Although my opportunities are limited, I enjoy comparing notes with admission folks from independent schools. Their pools tend to be more regional than those of national universities, which can make it easier to isolate variables from year to year, and sometimes they see emerging trends a few years before they chart for us on the university side. Ultimately, good independent schools share many of the same goals as good universities: expanding access, diversifying their pools, and enrolling the best and brightest students. We speak a common language that provides a basis for sharing insights.

You were recently in the news for jettisoning the traditional viewbook and instead creating a multimedia, interactive vehicle called the Ampersandbox. Tell us why you made this gutsy move and how it’s played out.

Admission, like most of higher education, evolves slowly. Often this is a good thing, because it protects us from the rapid pace of overreaction and trend chasing. Unfortunately, many conventions outlive their usefulness or fail to change in response to how our constituents have changed. If you want proof, visit a college fair and ask yourself whether it’s very different from the ones you attended a generation ago. The basic structure of the college fair has remained constant despite dramatic changes to how students learn about universities.

Same thing goes for the college viewbook. Print still plays an important role (if nothing else, as a prop to facilitate conversations between students and parents), but the role of print needs to evolve. Viewbooks aren’t a primary resource anymore, because that’s what the internet has become. Viewbooks that want to be a primary resource end up unread in the recycle bin. They can’t compete.

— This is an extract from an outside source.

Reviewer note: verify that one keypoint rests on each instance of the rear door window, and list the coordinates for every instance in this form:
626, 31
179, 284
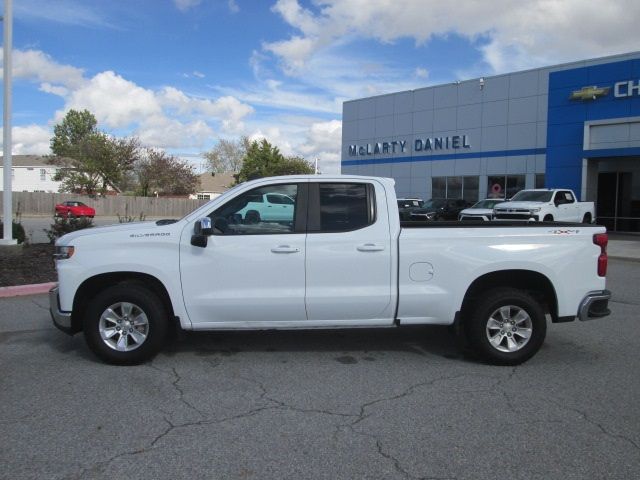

What we tried to do with the Ampersandbox (a play on the words “ampersand” and “sandbox”) was to blow up our viewbook in order to create something new that fulfilled three primary objectives, which I’ve dubbed the three I’s: greater impact as a mailer, clear integration with a robust online resource, and interactivity that enables user-generated content.

The resulting publication is a sleeve filled with postcard-sized images, each of which features a colloquial word pair joined by an ampersand in the style of William & Mary. “Bread & Butter,” for example, appears on a picture of library books, because our students have an insatiable appetite for reading and our library is popular as a social space. Each card has a pithy write-up on the back and a unique URL that takes the browser to related content on the Ampersandbox website. The site mirrors the aesthetic of the cards and enables users to submit their own word pairs that can be shared on Facebook or via Twitter.

William & Mary uses the Common Application exclusively. Can you tell us why?

We recognize that the competitiveness of applicant pools has reached a point where students feel compelled to behave strategically by submitting more applications. Whether they should be applying to so many colleges and universities is a worthy topic for debate, but I believe we must be pragmatic about the fact that they are. In this respect the Common Application is one of the most humane creations of the past several decades, because it prevents college applications from taking as much time to complete as a term paper for senior English.

How can admission offices measure the effectiveness of their current materials?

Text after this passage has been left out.